Diamo ai giornalisti il diretto accesso agli atti giudiziari pubblici

La legge in approvazione al Senato, nel momento in cui limita il diritto alla pubblicazione delle intercettazioni stabilendo che esse potranno apparire sulla stampa solo dopo il rinvio a giudizio, incide, limitandolo, sul diritto di cronaca e con ciò crea un vulnus ad un diritto costituzionalmente tutelato quale è la libertà di stampa prevista dall’ art. 21.
 
Nell’ambito poi del generale diritto di cronaca, ciò che viene limitata è soprattutto la cronaca giudiziaria; quest’ultima, nelle moderne democrazie occidentali rappresenta un ineludibile presidio di garanzia perché consente un controllo diffuso nei confronti dell’operato della magistratura e soprattutto permette ai cittadini di sapere chi sono i soggetti interessati dalle indagini giudiziarie e perché sono sottoposti a tale indagine.
 
Nel momento in cui i media non potranno più pubblicare le intercettazioni se non – come sopra detto - a distanza di molto tempo dai fatti, il diritto ad un’informazione giudiziaria completa ed esauriente sarà certamente limitato.

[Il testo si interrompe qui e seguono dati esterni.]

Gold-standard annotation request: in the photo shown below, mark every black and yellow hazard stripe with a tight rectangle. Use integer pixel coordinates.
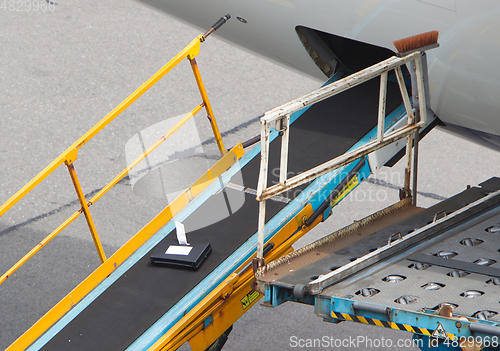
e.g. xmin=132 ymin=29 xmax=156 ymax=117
xmin=332 ymin=312 xmax=456 ymax=340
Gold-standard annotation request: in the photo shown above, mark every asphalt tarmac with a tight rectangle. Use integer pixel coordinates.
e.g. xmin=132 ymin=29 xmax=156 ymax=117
xmin=0 ymin=0 xmax=500 ymax=351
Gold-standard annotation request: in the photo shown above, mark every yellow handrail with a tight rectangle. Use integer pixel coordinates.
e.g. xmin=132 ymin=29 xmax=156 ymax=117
xmin=0 ymin=34 xmax=226 ymax=284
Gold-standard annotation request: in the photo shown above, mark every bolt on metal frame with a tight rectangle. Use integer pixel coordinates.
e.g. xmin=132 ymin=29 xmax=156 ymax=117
xmin=256 ymin=51 xmax=427 ymax=266
xmin=0 ymin=32 xmax=226 ymax=284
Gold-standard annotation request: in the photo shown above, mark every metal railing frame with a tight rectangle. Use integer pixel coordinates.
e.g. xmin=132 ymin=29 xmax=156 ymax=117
xmin=0 ymin=32 xmax=227 ymax=284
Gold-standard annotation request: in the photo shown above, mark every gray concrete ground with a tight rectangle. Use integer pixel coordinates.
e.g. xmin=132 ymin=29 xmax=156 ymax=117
xmin=0 ymin=0 xmax=500 ymax=350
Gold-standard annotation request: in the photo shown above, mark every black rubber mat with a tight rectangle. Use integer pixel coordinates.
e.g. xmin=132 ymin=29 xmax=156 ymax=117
xmin=43 ymin=79 xmax=400 ymax=351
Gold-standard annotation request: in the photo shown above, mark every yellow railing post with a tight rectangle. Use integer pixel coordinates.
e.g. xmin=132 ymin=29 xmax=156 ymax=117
xmin=66 ymin=161 xmax=106 ymax=263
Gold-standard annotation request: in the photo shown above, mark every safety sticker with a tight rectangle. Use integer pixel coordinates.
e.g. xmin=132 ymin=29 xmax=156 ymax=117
xmin=241 ymin=290 xmax=260 ymax=310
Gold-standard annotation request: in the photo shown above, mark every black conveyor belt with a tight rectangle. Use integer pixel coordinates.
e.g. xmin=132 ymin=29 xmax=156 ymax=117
xmin=43 ymin=79 xmax=400 ymax=351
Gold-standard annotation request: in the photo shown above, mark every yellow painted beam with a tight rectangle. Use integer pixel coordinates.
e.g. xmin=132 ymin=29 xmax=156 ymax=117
xmin=148 ymin=204 xmax=321 ymax=351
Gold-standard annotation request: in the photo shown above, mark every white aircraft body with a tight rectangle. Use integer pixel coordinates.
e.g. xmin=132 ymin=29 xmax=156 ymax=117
xmin=140 ymin=0 xmax=500 ymax=148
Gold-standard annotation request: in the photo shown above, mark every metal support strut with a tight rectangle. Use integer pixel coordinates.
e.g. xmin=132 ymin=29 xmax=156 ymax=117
xmin=254 ymin=51 xmax=434 ymax=269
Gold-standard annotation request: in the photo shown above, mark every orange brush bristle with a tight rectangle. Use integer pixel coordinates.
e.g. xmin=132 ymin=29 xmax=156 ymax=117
xmin=392 ymin=30 xmax=439 ymax=53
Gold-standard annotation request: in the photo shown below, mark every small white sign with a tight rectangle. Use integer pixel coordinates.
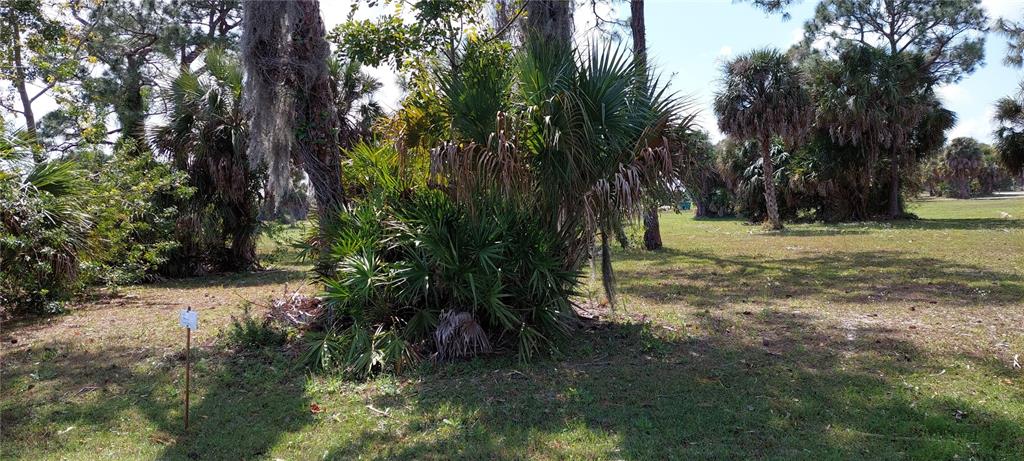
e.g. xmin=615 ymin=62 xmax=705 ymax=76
xmin=178 ymin=310 xmax=199 ymax=330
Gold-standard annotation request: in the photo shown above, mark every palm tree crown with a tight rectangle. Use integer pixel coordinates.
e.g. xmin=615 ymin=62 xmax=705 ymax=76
xmin=714 ymin=49 xmax=812 ymax=141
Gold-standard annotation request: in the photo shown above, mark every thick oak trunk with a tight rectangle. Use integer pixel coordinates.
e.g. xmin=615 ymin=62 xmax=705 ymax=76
xmin=291 ymin=0 xmax=345 ymax=221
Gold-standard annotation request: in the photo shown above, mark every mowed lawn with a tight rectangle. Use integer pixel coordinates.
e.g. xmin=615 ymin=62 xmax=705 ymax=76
xmin=0 ymin=198 xmax=1024 ymax=460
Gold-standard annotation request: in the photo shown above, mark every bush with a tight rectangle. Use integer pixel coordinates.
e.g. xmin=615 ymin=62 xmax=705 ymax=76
xmin=85 ymin=142 xmax=193 ymax=286
xmin=304 ymin=190 xmax=580 ymax=376
xmin=0 ymin=158 xmax=91 ymax=318
xmin=226 ymin=302 xmax=288 ymax=350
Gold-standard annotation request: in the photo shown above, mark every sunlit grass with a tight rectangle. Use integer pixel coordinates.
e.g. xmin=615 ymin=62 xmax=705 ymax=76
xmin=0 ymin=199 xmax=1024 ymax=460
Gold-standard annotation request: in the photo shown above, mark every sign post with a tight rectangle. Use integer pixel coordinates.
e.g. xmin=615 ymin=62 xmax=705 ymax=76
xmin=178 ymin=307 xmax=199 ymax=432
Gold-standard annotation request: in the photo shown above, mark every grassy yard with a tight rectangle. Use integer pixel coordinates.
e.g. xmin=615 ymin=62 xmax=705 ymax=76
xmin=0 ymin=198 xmax=1024 ymax=460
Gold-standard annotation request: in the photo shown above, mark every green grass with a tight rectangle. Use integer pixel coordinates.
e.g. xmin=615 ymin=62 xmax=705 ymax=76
xmin=0 ymin=199 xmax=1024 ymax=460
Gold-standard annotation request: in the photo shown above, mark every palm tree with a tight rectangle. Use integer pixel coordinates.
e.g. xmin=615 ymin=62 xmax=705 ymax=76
xmin=431 ymin=40 xmax=692 ymax=301
xmin=944 ymin=137 xmax=983 ymax=199
xmin=995 ymin=82 xmax=1024 ymax=175
xmin=0 ymin=135 xmax=92 ymax=309
xmin=714 ymin=49 xmax=812 ymax=229
xmin=154 ymin=48 xmax=261 ymax=273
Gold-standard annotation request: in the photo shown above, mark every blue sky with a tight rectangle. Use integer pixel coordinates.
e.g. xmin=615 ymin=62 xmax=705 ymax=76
xmin=14 ymin=0 xmax=1024 ymax=142
xmin=322 ymin=0 xmax=1024 ymax=142
xmin=627 ymin=0 xmax=1024 ymax=142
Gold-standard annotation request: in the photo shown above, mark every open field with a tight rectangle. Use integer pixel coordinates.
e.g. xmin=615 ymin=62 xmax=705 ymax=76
xmin=0 ymin=198 xmax=1024 ymax=460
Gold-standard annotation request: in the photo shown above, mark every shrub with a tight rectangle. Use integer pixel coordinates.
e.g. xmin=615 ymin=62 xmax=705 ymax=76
xmin=0 ymin=159 xmax=91 ymax=318
xmin=304 ymin=190 xmax=580 ymax=376
xmin=86 ymin=141 xmax=193 ymax=286
xmin=226 ymin=302 xmax=288 ymax=350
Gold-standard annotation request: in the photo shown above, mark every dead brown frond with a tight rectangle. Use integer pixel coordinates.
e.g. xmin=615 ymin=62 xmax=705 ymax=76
xmin=434 ymin=310 xmax=492 ymax=362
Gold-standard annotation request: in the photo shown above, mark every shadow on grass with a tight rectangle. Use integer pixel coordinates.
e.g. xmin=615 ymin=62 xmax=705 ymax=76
xmin=616 ymin=249 xmax=1024 ymax=307
xmin=2 ymin=342 xmax=312 ymax=459
xmin=3 ymin=311 xmax=1024 ymax=460
xmin=890 ymin=218 xmax=1024 ymax=231
xmin=327 ymin=313 xmax=1024 ymax=460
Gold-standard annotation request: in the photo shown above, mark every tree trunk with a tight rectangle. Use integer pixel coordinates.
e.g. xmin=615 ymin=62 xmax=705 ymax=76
xmin=643 ymin=205 xmax=664 ymax=250
xmin=526 ymin=0 xmax=572 ymax=44
xmin=761 ymin=139 xmax=782 ymax=231
xmin=11 ymin=20 xmax=40 ymax=163
xmin=115 ymin=55 xmax=145 ymax=147
xmin=291 ymin=0 xmax=345 ymax=222
xmin=889 ymin=154 xmax=903 ymax=219
xmin=630 ymin=0 xmax=663 ymax=250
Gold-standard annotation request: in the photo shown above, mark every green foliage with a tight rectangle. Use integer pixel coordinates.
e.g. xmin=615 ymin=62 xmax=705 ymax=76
xmin=995 ymin=83 xmax=1024 ymax=174
xmin=84 ymin=139 xmax=195 ymax=286
xmin=944 ymin=137 xmax=983 ymax=199
xmin=803 ymin=0 xmax=988 ymax=83
xmin=329 ymin=0 xmax=483 ymax=68
xmin=225 ymin=302 xmax=288 ymax=350
xmin=304 ymin=191 xmax=579 ymax=376
xmin=435 ymin=40 xmax=513 ymax=144
xmin=0 ymin=152 xmax=92 ymax=318
xmin=993 ymin=17 xmax=1024 ymax=68
xmin=714 ymin=49 xmax=813 ymax=142
xmin=154 ymin=48 xmax=263 ymax=275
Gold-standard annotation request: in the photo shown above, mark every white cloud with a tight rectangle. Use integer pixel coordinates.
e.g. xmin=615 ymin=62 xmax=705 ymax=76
xmin=981 ymin=0 xmax=1024 ymax=19
xmin=946 ymin=108 xmax=995 ymax=142
xmin=790 ymin=28 xmax=804 ymax=46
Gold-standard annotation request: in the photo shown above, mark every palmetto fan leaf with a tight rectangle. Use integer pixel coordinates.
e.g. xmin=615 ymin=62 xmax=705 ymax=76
xmin=431 ymin=36 xmax=692 ymax=305
xmin=994 ymin=83 xmax=1024 ymax=174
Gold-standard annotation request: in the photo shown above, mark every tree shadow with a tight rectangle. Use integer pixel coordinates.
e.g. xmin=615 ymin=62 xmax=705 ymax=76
xmin=889 ymin=218 xmax=1024 ymax=231
xmin=327 ymin=313 xmax=1024 ymax=460
xmin=2 ymin=341 xmax=312 ymax=459
xmin=616 ymin=249 xmax=1024 ymax=307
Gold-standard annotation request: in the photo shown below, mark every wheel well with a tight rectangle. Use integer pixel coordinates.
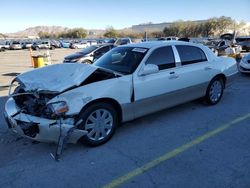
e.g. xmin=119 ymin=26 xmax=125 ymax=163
xmin=213 ymin=74 xmax=227 ymax=87
xmin=79 ymin=98 xmax=122 ymax=123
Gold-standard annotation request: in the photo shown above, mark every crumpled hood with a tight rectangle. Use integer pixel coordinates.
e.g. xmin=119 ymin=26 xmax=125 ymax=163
xmin=16 ymin=63 xmax=97 ymax=93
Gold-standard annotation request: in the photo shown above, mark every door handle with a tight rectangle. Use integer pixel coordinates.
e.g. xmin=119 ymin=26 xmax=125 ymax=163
xmin=169 ymin=72 xmax=179 ymax=79
xmin=204 ymin=67 xmax=212 ymax=71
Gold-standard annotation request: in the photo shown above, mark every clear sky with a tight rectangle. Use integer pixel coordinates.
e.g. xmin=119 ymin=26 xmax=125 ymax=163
xmin=0 ymin=0 xmax=250 ymax=33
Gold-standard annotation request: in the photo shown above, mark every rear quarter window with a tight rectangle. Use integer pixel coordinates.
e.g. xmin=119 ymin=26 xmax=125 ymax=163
xmin=176 ymin=45 xmax=207 ymax=65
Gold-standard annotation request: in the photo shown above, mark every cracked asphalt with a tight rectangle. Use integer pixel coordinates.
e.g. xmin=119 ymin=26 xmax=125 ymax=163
xmin=0 ymin=49 xmax=250 ymax=188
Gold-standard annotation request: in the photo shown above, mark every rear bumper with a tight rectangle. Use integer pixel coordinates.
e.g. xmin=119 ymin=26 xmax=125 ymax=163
xmin=4 ymin=98 xmax=87 ymax=143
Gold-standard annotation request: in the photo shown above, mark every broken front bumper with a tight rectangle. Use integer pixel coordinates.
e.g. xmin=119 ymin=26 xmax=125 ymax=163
xmin=4 ymin=98 xmax=87 ymax=143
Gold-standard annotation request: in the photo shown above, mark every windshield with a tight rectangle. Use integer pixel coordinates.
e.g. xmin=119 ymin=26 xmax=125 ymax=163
xmin=94 ymin=47 xmax=148 ymax=74
xmin=80 ymin=45 xmax=98 ymax=54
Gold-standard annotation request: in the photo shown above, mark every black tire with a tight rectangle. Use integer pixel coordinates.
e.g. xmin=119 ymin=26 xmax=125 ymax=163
xmin=78 ymin=103 xmax=118 ymax=147
xmin=205 ymin=77 xmax=225 ymax=105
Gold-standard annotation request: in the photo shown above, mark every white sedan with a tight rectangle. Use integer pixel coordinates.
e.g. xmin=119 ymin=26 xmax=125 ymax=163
xmin=5 ymin=41 xmax=238 ymax=146
xmin=239 ymin=54 xmax=250 ymax=73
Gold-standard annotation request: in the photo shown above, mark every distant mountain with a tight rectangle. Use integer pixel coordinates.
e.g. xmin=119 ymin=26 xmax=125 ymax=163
xmin=5 ymin=26 xmax=105 ymax=38
xmin=6 ymin=26 xmax=70 ymax=37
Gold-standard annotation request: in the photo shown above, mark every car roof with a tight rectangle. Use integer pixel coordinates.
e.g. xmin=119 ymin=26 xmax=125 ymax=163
xmin=123 ymin=40 xmax=200 ymax=48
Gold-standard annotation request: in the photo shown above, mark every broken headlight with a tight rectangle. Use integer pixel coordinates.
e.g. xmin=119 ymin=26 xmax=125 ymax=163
xmin=48 ymin=101 xmax=69 ymax=116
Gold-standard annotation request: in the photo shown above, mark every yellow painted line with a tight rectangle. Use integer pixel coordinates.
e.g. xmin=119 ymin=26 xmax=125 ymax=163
xmin=104 ymin=113 xmax=250 ymax=188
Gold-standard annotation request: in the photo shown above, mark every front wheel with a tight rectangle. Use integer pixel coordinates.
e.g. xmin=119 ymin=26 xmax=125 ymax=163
xmin=79 ymin=103 xmax=118 ymax=146
xmin=205 ymin=78 xmax=224 ymax=105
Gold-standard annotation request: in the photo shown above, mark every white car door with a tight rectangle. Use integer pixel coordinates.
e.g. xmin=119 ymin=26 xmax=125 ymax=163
xmin=133 ymin=46 xmax=188 ymax=118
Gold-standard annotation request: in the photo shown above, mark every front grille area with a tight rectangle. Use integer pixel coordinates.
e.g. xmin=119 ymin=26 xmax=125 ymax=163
xmin=17 ymin=121 xmax=39 ymax=138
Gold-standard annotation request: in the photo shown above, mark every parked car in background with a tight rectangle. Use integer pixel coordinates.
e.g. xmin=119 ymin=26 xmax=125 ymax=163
xmin=3 ymin=40 xmax=10 ymax=50
xmin=239 ymin=54 xmax=250 ymax=73
xmin=235 ymin=36 xmax=250 ymax=52
xmin=206 ymin=39 xmax=231 ymax=56
xmin=70 ymin=41 xmax=89 ymax=49
xmin=10 ymin=40 xmax=22 ymax=50
xmin=60 ymin=40 xmax=71 ymax=48
xmin=0 ymin=43 xmax=5 ymax=52
xmin=157 ymin=37 xmax=178 ymax=40
xmin=4 ymin=41 xmax=237 ymax=146
xmin=114 ymin=38 xmax=132 ymax=46
xmin=50 ymin=39 xmax=62 ymax=48
xmin=31 ymin=41 xmax=55 ymax=50
xmin=22 ymin=41 xmax=33 ymax=49
xmin=63 ymin=44 xmax=114 ymax=64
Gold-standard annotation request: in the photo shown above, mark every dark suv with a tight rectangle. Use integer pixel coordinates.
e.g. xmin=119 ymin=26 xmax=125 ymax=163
xmin=235 ymin=36 xmax=250 ymax=52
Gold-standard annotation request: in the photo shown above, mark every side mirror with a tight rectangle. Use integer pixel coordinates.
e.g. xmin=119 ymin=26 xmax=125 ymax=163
xmin=139 ymin=64 xmax=159 ymax=76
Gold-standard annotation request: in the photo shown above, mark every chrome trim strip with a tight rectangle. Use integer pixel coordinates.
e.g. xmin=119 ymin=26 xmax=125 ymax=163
xmin=121 ymin=82 xmax=209 ymax=122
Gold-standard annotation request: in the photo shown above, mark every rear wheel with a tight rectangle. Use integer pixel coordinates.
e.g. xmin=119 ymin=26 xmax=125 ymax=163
xmin=78 ymin=103 xmax=118 ymax=146
xmin=205 ymin=77 xmax=224 ymax=105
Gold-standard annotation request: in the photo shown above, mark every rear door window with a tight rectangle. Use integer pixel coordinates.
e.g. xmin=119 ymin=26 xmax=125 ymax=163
xmin=176 ymin=45 xmax=207 ymax=65
xmin=146 ymin=46 xmax=176 ymax=70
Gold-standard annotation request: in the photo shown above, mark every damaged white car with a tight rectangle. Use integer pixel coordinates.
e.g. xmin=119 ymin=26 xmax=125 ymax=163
xmin=5 ymin=41 xmax=237 ymax=150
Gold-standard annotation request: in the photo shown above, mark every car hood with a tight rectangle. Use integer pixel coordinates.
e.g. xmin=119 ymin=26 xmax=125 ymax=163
xmin=64 ymin=53 xmax=86 ymax=59
xmin=15 ymin=63 xmax=98 ymax=93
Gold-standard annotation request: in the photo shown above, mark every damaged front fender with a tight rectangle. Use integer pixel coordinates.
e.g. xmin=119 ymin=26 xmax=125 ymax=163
xmin=5 ymin=98 xmax=87 ymax=143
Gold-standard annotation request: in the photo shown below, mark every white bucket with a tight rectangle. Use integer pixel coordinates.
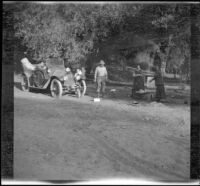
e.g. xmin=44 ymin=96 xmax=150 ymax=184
xmin=94 ymin=98 xmax=100 ymax=102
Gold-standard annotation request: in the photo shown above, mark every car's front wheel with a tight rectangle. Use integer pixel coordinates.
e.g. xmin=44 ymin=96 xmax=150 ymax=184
xmin=50 ymin=79 xmax=63 ymax=98
xmin=21 ymin=74 xmax=29 ymax=92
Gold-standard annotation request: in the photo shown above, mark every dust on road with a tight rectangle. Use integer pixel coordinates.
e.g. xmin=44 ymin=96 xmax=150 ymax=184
xmin=14 ymin=89 xmax=190 ymax=181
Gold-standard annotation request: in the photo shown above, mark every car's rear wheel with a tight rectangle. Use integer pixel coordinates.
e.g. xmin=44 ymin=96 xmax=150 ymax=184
xmin=50 ymin=79 xmax=63 ymax=98
xmin=21 ymin=74 xmax=29 ymax=92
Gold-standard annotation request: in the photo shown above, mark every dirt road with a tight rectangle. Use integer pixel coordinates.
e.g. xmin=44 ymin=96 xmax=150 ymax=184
xmin=14 ymin=84 xmax=190 ymax=181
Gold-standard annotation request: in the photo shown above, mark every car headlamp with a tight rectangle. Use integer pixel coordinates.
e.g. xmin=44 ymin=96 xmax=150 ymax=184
xmin=47 ymin=69 xmax=51 ymax=73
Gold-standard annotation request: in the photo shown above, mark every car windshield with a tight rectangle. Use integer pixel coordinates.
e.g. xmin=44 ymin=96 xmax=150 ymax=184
xmin=46 ymin=58 xmax=64 ymax=68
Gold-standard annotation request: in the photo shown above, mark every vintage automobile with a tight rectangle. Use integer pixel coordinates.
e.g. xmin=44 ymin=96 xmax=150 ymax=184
xmin=21 ymin=57 xmax=86 ymax=98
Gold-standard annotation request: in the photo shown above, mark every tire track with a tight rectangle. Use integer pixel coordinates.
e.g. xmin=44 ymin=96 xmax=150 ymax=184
xmin=74 ymin=125 xmax=185 ymax=180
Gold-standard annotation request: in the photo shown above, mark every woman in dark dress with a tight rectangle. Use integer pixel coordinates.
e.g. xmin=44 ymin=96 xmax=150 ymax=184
xmin=150 ymin=66 xmax=166 ymax=102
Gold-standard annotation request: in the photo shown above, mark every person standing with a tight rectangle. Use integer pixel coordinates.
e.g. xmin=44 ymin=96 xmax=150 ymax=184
xmin=131 ymin=65 xmax=144 ymax=98
xmin=150 ymin=66 xmax=166 ymax=102
xmin=94 ymin=60 xmax=108 ymax=98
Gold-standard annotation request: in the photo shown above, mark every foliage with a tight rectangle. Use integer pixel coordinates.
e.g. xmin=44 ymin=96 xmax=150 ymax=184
xmin=11 ymin=3 xmax=142 ymax=62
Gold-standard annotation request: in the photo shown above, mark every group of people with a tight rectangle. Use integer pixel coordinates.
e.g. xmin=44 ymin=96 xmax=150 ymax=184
xmin=94 ymin=60 xmax=166 ymax=102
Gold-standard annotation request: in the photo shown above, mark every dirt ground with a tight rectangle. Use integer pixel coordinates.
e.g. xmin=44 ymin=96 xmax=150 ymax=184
xmin=14 ymin=76 xmax=190 ymax=181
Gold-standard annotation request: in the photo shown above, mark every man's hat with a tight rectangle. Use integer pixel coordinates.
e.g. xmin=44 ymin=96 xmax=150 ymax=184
xmin=99 ymin=60 xmax=105 ymax=65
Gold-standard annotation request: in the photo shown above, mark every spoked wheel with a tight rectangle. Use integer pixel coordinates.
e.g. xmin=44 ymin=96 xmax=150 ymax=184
xmin=50 ymin=79 xmax=63 ymax=98
xmin=80 ymin=80 xmax=87 ymax=96
xmin=21 ymin=74 xmax=29 ymax=92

La legge in discussione si prefigge il raggiungimento di un obiettivo certamente nobile e cioè la tutela della privacy, valore anch’esso di rilevanza costituzionale. La riservatezza che, però, è giusto tutelare è quella che riguarda soprattutto i soggetti estranei alle indagini, le cui conversazioni possono essere casualmente intercettate. Per costoro essere “sbattuti” su un giornale, raccontando eventualmente loro vicende private può essere un danno incommensurabile senza che nessun vantaggio vi sia per il diritto di cronaca, che in tali casi si trasforma in mero gossip.
 
In questi casi non vi è dubbio che l’esigenza della tutela delle privacy sia prevalente rispetto al diritto della pubblica opinione alla conoscenza delle attività giudiziarie. La legge, però, non distingue e finisce per limitare il diritto di cronaca anche nei confronti di quei soggetti per i quali l’interesse pubblico alla conoscenza delle vicende – anch’esso diritto costituzionalmente tutelato – che li riguardano avrebbe dovuto prevalere. Di fatto, quindi, si mettono sullo stesso piano la conoscenza delle vicende che riguardano i soggetti estranei al processo, per i quali è giusto che il diritto di cronaca venga limitato, con le notizie che riguardano soggetti inquisiti e protagonisti del procedimento penale, sulle quali il diritto di cronaca giudiziaria dovrebbe essere invece garantito.
 
Ed allora non sarebbe stata più corretta e rispettosa delle contrapposte esigenze in gioco l’idea paventata da più parti che fosse un giudice ad individuare quali siano le intercettazioni utilizzabili nel processo, limitando poi ad esse la pubblicabilità, e stabilendo, in questo caso a giusta ragione, anche sanzioni penali per l’inosservanza dei divieti?
 
Voglio concludere questa mia brevissima riflessione con una provocazione.
 
In molti commenti di uomini della politica e della cultura, utilizzati anche a sostegno della legge in discussione, si dice che bisogna spezzare questo circuito mediatico-giudiziario, ovvero il rapporto che esisterebbe tra alcuni operatori della giustizia (magistrati, avvocati, forze dell’ordine) con i giornali. Si tratterebbe di un sistema che consente di passare informazioni ed atti – anche ormai leciti e pubblici - alla stampa e che creerebbe un rapporto privilegiato fra gli operatori giudiziari medesimi ed i giornalisti, quest’ultimi dovendo essere grati ai primi per il “favore” fatto. 
 
Ma allora perché nella legge non si stabilisce direttamente un diritto di accesso alla stampa a tutti gli atti ovviamente pubblici dei processi?
 
I cronisti giudiziari – che come detto svolgono un lavoro di interesse pubblico – dovrebbero poter richiedere direttamente ed ufficialmente gli atti al giudice ed al p.m.; in tal modo si eliminerebbe a monte ogni sospetto di rapporto incestuoso, ne guadagnerebbe la libera informazione e, perché no? Anche il mondo giudiziario.